His research puts the date at November 1996 – almost exactly 15 years ago. That’s when a renegade group of technologists inside Compaq Computer (later bought by H-P) coined the phrase, as a strategy to sell more servers to Internet Service Providers (ISPs.)
Not Google, in 2006. Or Amazon, with its Elastic Compute Cloud (abbreviated “EC2.”) Or Dell, who tried to trademark the term in 2008, only to get lambasted by the ever-vocal computer programming community.
Given the reach of the publication, and the incendiary nature of such a topic, I’m betting a dime that Regalado gets lots and lots comments (and mail flames) on his linguistic timestamp.
Think of this in plain old cable terms. Ever ask an old-timer who built the first cable system, and where? It always comes out at least two ways: Oregon and Pennsylvania, in a dead heat.
Besides, it just seems to me that “cloud computing” must twist back farther than 15 years.

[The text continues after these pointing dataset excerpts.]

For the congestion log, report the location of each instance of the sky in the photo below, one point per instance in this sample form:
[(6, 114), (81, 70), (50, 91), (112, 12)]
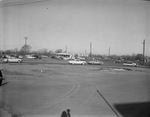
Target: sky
[(121, 25)]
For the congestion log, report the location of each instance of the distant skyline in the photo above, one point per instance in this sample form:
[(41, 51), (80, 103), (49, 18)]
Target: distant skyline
[(121, 25)]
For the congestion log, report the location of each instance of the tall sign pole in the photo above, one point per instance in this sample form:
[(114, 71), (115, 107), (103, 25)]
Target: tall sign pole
[(109, 52), (90, 49), (143, 51), (26, 44)]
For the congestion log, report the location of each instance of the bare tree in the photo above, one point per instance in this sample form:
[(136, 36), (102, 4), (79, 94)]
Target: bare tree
[(59, 51), (25, 49)]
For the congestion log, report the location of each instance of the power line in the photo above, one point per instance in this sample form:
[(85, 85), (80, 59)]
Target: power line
[(3, 4)]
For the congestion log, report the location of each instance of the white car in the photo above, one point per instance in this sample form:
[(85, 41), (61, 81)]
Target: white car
[(12, 60), (77, 62), (30, 57), (130, 64), (95, 62)]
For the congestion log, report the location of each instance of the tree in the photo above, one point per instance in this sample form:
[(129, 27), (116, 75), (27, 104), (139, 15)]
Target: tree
[(25, 49), (59, 51)]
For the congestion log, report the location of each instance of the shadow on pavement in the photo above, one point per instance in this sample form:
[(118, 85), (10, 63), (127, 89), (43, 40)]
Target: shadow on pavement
[(137, 109)]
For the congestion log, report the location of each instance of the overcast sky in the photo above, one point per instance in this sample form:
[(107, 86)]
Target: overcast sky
[(121, 25)]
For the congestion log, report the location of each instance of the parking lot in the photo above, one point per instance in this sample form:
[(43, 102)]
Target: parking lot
[(44, 88)]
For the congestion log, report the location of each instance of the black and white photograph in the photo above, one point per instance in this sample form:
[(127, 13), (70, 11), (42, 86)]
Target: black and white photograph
[(74, 58)]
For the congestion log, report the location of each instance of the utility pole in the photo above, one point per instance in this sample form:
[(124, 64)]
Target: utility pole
[(109, 52), (143, 51), (66, 49), (26, 44), (90, 49)]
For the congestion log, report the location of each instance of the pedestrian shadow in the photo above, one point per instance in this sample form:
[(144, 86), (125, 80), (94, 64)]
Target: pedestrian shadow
[(137, 109), (4, 83)]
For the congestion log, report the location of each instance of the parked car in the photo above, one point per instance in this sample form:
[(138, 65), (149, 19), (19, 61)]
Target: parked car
[(30, 57), (95, 62), (130, 63), (12, 60), (76, 61)]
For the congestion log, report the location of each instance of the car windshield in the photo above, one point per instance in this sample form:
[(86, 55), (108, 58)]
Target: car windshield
[(69, 58)]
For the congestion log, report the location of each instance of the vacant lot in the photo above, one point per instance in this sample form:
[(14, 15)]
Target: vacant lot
[(45, 90)]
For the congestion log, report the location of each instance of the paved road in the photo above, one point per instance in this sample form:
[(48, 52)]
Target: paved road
[(47, 90)]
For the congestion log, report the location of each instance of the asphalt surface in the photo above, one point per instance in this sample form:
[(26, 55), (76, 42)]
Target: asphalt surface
[(45, 90)]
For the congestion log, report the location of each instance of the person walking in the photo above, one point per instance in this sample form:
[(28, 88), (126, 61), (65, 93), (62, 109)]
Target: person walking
[(68, 113), (64, 114), (1, 78)]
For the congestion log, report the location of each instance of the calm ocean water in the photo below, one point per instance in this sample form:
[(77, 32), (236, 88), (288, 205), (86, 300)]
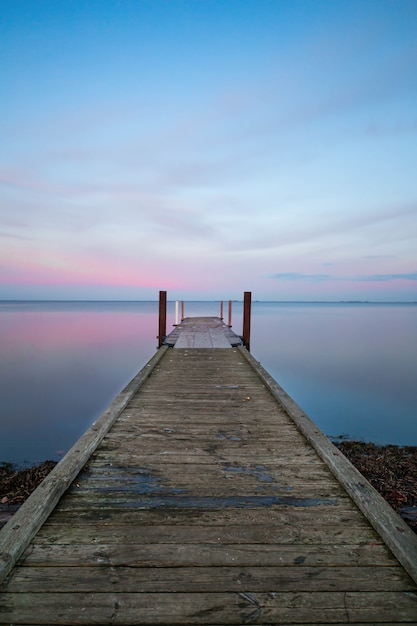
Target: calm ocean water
[(351, 367)]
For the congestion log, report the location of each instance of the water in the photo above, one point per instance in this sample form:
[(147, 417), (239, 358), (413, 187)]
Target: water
[(351, 367)]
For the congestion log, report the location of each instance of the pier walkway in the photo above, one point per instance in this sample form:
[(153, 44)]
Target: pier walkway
[(204, 495)]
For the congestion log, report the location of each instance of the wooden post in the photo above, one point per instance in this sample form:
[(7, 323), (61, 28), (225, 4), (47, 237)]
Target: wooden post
[(162, 317), (247, 300)]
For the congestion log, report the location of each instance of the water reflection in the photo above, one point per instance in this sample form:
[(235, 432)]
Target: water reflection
[(350, 367), (61, 367)]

Here’s how the National Institute of Standards and Technology recently defined the term: “A model for enabling ubiquitous, convenient, on-demand network access to a shared pool of configurable computing resources (e.g. networks, servers, storage, applications, and services) that can be rapidly provisioned and released with minimal management effort or service provider interaction.”

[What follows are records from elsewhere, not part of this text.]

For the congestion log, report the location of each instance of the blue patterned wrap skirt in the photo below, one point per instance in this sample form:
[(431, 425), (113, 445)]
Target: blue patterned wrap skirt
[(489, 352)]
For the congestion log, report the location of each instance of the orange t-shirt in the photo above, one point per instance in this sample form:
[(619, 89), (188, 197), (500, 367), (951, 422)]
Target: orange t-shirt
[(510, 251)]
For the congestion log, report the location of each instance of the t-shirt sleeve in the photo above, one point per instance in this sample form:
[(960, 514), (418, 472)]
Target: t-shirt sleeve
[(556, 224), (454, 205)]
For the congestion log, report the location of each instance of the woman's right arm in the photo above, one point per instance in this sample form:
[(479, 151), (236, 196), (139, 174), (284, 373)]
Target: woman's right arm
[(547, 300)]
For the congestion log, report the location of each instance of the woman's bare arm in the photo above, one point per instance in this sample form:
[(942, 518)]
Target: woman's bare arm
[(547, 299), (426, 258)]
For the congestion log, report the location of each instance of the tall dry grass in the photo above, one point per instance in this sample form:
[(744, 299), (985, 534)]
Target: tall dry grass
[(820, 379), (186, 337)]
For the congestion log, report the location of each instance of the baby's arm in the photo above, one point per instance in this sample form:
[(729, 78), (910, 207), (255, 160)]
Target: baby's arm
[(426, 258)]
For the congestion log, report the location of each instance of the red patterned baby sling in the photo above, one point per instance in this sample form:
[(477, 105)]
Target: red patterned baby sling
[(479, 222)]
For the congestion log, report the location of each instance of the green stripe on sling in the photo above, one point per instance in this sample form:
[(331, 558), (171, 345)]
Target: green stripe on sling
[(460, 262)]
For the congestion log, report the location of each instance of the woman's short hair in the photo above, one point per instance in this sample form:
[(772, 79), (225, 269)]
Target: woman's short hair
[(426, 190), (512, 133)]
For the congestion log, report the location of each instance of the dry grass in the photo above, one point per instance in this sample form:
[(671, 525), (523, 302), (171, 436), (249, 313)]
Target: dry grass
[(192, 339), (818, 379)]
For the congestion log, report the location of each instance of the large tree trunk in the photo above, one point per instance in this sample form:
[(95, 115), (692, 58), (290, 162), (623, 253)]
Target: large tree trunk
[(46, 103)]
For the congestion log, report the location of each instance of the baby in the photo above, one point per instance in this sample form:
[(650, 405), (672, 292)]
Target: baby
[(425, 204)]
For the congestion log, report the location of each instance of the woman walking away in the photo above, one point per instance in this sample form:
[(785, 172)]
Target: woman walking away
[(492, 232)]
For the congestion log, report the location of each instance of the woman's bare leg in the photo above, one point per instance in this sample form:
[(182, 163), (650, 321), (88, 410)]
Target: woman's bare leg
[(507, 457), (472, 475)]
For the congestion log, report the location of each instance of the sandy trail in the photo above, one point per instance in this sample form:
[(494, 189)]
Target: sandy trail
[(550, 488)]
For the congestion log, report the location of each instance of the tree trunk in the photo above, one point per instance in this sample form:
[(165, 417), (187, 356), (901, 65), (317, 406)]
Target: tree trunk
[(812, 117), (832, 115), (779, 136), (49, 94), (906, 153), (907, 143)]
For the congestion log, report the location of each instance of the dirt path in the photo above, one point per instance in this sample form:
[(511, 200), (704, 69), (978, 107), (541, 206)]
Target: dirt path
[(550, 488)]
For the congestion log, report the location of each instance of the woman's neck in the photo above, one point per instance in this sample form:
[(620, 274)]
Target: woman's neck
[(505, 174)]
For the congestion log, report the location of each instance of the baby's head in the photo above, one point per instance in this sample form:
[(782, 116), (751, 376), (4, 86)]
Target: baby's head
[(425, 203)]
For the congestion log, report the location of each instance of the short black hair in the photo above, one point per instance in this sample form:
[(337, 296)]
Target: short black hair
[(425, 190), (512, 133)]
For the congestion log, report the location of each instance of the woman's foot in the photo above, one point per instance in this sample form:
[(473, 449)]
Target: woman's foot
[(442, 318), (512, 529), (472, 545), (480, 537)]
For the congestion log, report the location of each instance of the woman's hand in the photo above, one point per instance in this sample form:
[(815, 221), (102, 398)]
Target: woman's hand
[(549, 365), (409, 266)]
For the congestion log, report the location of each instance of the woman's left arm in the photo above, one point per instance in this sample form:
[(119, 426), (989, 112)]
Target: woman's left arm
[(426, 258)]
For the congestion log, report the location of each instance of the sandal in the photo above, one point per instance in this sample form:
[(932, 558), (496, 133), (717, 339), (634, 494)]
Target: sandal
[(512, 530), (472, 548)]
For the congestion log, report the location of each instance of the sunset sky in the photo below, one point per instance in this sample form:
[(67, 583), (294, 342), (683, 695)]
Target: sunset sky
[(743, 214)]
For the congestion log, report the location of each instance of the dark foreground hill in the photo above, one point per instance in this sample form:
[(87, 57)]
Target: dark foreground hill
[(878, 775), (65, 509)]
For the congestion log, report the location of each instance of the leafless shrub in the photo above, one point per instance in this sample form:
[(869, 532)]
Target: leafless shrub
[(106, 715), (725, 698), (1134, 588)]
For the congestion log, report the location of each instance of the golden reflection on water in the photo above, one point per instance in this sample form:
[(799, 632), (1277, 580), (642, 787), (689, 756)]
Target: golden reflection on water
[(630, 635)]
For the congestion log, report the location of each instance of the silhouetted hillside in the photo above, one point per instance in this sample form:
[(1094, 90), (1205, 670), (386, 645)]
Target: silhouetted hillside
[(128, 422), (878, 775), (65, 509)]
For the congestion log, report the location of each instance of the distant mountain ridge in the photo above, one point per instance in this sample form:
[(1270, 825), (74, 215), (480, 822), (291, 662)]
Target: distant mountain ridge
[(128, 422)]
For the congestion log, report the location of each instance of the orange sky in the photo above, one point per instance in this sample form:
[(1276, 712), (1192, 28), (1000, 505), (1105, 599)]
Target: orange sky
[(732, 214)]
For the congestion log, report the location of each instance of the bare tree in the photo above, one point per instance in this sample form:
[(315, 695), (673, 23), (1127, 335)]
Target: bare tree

“Or service provider interaction”? Not to quibble with the nation’s standards setting body, but for the readers of this publication, and as this column has pointed out before: Cable is a cloud. Ever more so these days, as operators and program networks race to place clickable icons on all of our screens that can play video, but aren’t necessarily connected via a set-top box.
Think about it: Headends are morphing into “data centers,” and every operator in the land is readying its “as a service” suffixes – in the cloud world, these go by “infrastructure as a service (IaaS),” “software as a service (SaaS),” and so on.
Which brings into question whether “cloud computing” is synonymous with “network-based computing.” I’d say yes.
Out of curiosity, and because cable’s engineering community is generally game for such controversy, I posted the link to the piece on Facebook, seeking harrumphs.
This is when I realized (again) that I’ve collected a friend base of smart alecs: “Tim Tebow” and “Timothy Leary” showed up, as well as this comment from pal Bill Sheppard: “I cannot tell a lie — it was me.”
Regardless of where you stand on the matter, you can’t ever go wrong in reading MIT Technology Review, which last year brilliantly asked whether what’s going on is a cloud – or a swamp.
One line stood out to me in Regalado’s piece: “’Cloud computing’ captures a historic shift in the IT industry as more computer memory, processing power, and apps are hosted in remote data centers, or the ‘cloud.’”
So, be super nice to your IT people. They’re who will make sure you’re a cloud, and not a swamp.